# Temperature difference in faucets



## INDYPLUMBER (Apr 21, 2013)

I have a question about slab home with difference in temperatures at fixtures. The main bath is located 6 feet from the water heater and has a lavatory with temp at 120 degrees. The kitchen is located 35 feet away from the water heater and has a maximum temp of 105 degrees. The shower valves are Delta 1700s. The home is 13 years old and appears not to have a slab leak. Any ideas?


----------



## plbgbiz (Aug 27, 2010)

Are there any refrigeration lines ran under the slab?


----------



## INDYPLUMBER (Apr 21, 2013)

Yes the ac lines run under the slab.


----------



## PlumbDumber (Aug 7, 2013)

What brand is the K/S faucet ?


----------



## plbgbiz (Aug 27, 2010)

INDYPLUMBER said:


> Yes the ac lines run under the slab.


Trace the ac lines and the water lines. You may find they cross paths or run next to each other.

Over the years I have seen countless frozen water lines in the dead heat of summer.


----------



## plbgbiz (Aug 27, 2010)

Run hot water into a bucket and check the temp direct from the hot supply tube. This will confirm whether or not the faucet is part of the problem.


----------



## INDYPLUMBER (Apr 21, 2013)

Delta pullout. Changed out a few years ago. It has the diamond type cartridge


----------



## INDYPLUMBER (Apr 21, 2013)

Ill have to ask h/O if this happens in the winter aswell. Good idea thought ill reply tomorrow thanks


----------



## Master Mark (Aug 14, 2009)

plbgbiz said:


> Trace the ac lines and the water lines. You may find they cross paths or run next to each other.
> 
> Over the years I have seen countless frozen water lines in the dead heat of summer.


 


thanks for the answer plbgbiz...

I have run into this situation quite a number of times over the years and did not seem to have a good answer...

most times I stated that the line must be laying in moist pea gravel and was sapping the heat out of the pipes....or no aramaflex on the pipes...

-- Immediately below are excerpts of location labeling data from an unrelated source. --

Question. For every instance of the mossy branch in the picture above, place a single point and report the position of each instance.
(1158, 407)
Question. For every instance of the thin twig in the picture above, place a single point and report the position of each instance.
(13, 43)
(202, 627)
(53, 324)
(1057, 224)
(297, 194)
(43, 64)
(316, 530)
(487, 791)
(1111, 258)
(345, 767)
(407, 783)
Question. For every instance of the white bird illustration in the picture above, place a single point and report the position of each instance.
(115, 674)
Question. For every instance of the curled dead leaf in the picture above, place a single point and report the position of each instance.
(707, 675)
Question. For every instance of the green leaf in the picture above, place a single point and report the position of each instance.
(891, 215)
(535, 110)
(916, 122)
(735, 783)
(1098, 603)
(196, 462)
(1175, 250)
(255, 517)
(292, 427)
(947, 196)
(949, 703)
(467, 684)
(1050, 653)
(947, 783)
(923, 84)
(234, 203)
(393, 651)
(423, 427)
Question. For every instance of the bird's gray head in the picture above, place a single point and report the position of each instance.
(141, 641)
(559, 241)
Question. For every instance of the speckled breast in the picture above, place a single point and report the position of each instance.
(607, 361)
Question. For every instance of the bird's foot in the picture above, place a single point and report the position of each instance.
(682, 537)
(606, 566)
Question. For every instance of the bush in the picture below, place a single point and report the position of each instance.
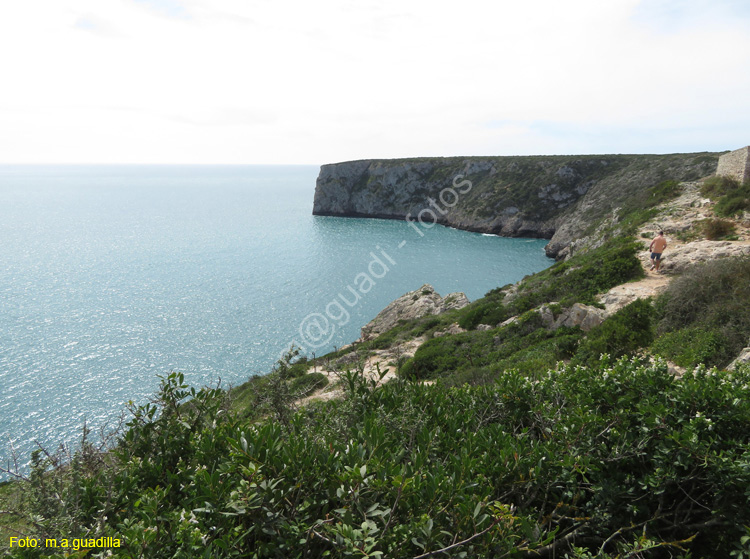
(626, 331)
(717, 228)
(489, 312)
(733, 204)
(709, 304)
(582, 277)
(689, 347)
(719, 185)
(621, 455)
(731, 196)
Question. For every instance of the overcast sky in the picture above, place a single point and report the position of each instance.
(263, 81)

gosh.....finally learned something new this year....:blink:

thanks


----------



## leakfree (Apr 3, 2011)

I've done lot's of homes on slabs and never encountered your problem,seem's to me it would really have to be a big heat sink under the slab to pull that much heat out of the line


----------



## Plumbworker (Oct 23, 2008)

You didn't mention if you checked any hot cold cross ups? Utility faucets cold and hot valved open with caps on the spout, debris in check valves for mixers etc..? 
Shut off the cold inlet to the water heater open hot tap and water should stop running within 5mins or so if it persists to dripple or flow cool water then there is most likely a cross somewhere.. I run into those types of situations often, then the hunt for the culprit begains..


----------



## MTDUNN (Oct 9, 2011)

leakfree said:


> I've done lot's of homes on slabs and never encountered your problem,seem's to me it would really have to be a big heat sink under the slab to pull that much heat out of the line


That's what I was thinking.


----------



## smartbrad (Apr 22, 2013)

Well the A/C would chill the concrete if its layed without armaflex. Then the hot water would cool down considerably while running through that area. 
Incredibly asinine.


----------